Zeytinliklerin Yok Edilmesi Engellenmeli: Maraş depremlerinin ardından çıkarılan bazı olağanüstü hal yasaları ve imar düzenlemeleri, felaket bahanesiyle özellikle zeytinlik alanlarının yapılaşmaya açılmasının önünü açmıştır. Bu düzenlemeler kısa vadeli ekonomik çıkarlar uğruna hem doğanın hem de geçmişten gelen tarımsal mirasın yok edilmesine kapı aralamaktadır. Zeytin ağaçları sadece birer tarım ürünü değil; aynı zamanda binlerce yıllık bir kültürel belleğin taşıyıcısıdır. Bu yüzden afet sonrası yeniden inşa süreçlerinde zeytinliklerin ranta kurban edilmesine kesinlikle izin verilmemelidir. Bu tür yasal boşluklar ve istisnalar derhal kaldırılmalı, zeytinlikler anayasal güvence altına alınmalıdır.

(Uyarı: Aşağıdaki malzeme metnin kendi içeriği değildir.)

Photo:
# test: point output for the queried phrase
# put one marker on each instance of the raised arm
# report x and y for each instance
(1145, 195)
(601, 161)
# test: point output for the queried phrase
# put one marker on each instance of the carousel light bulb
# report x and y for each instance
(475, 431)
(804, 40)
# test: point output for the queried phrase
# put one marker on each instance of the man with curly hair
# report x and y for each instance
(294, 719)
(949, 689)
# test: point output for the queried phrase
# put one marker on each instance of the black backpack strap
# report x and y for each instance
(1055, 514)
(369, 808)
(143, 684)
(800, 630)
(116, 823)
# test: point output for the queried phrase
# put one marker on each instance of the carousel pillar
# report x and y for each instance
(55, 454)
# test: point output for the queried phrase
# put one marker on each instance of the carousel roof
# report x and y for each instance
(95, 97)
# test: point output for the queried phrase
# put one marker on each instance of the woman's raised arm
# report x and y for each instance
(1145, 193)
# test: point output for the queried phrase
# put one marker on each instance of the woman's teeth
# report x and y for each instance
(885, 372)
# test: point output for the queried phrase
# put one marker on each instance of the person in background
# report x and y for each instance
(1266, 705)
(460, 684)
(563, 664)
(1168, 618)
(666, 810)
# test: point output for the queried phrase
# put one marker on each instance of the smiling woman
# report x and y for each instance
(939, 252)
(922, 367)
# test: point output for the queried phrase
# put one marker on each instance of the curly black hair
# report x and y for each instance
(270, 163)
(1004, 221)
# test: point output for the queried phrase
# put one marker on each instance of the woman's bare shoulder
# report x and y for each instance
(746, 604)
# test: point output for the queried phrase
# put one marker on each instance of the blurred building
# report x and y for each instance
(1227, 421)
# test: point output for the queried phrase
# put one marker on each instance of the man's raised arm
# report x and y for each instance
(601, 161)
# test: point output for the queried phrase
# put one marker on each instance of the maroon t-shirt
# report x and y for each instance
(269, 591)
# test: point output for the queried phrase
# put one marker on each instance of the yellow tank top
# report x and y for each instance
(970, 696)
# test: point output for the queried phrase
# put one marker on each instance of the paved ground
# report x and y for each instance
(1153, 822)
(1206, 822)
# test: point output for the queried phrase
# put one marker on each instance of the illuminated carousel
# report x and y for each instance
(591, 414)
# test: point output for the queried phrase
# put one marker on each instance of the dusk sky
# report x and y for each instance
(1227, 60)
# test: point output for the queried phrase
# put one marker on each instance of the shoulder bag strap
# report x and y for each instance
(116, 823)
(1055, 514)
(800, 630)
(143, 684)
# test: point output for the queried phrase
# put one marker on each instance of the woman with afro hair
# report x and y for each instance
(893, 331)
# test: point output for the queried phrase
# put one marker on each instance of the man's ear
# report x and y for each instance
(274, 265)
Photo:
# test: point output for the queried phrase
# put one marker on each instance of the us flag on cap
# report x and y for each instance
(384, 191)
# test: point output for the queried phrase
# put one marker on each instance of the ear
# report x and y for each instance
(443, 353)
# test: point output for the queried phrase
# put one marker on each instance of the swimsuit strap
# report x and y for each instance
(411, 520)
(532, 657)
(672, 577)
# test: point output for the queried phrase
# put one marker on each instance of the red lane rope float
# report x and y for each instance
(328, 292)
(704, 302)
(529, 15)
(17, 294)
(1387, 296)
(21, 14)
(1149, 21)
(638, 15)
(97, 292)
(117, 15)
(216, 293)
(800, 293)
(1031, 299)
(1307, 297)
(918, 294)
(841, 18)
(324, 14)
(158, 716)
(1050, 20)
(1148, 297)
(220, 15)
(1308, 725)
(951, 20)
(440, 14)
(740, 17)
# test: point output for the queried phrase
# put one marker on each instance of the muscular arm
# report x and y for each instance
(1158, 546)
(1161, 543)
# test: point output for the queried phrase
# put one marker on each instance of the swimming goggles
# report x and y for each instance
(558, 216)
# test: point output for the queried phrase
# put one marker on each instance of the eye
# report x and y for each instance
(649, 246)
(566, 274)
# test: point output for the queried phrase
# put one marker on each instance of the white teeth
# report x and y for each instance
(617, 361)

İskenderun’un tarihsel tarımsal dokusunu korumak, yalnızca geçmişin bir hatırasını muhafaza etmek değil; aynı zamanda bölgenin gıda egemenliği, kırsal istihdamı ve çevresel sürdürülebilirliği için yaşamsal bir adımdır. Zeytinliklerin ve narenciye bahçelerinin korunması, kentleşme baskısı ve endüstriyel çıkarlar karşısında bir direniş hattı oluşturmalı; yerel yönetimler, meslek odaları ve sivil toplum kuruluşları bu konuda aktif rol üstlenmelidir. İmar ve afet bahanesiyle yapılan doğa tahribatına karşı kamuoyunun bilgilendirilmesi ve hukuki mücadele yollarının güçlendirilmesi gerekmektedir. Bu topraklar, atalarımızdan bize miras değil; torunlarımızdan ödünç alınmış bir emanettir. Bu emanetin hakkını vermek hem ahlaki bir görev hem de gelecek nesillere karşı bir borçtur.
İskenderun’un tarihsel tarımsal dokusunu korumak ve yeniden canlandırmak, sadece nostaljik bir çaba değil; aynı zamanda bölgenin gıda güvenliği, ekolojik dengesi ve sosyal yapısı için zorunlu bir yatırımdır. Bu topraklar geçmişte olduğu gibi gelecekte de insanını beslemeye devam edebilir—yeter ki onu yeniden anlamayı ve ona yeniden değer vermeyi başarabilelim.
Kaynakça:
- Başbakanlık Osmanlı Arşivi, Tahrir Defterleri, TD. 385, 1536.
- Yıldız, Hakan. (2014). Osmanlı Tarım Tarihi Çalışmaları Işığında Zeytin ve Narenciye Tarımı. Ankara Üniversitesi Yayınları.
- T.C. Tarım ve Orman Bakanlığı (2022). Hatay Tarım Raporu.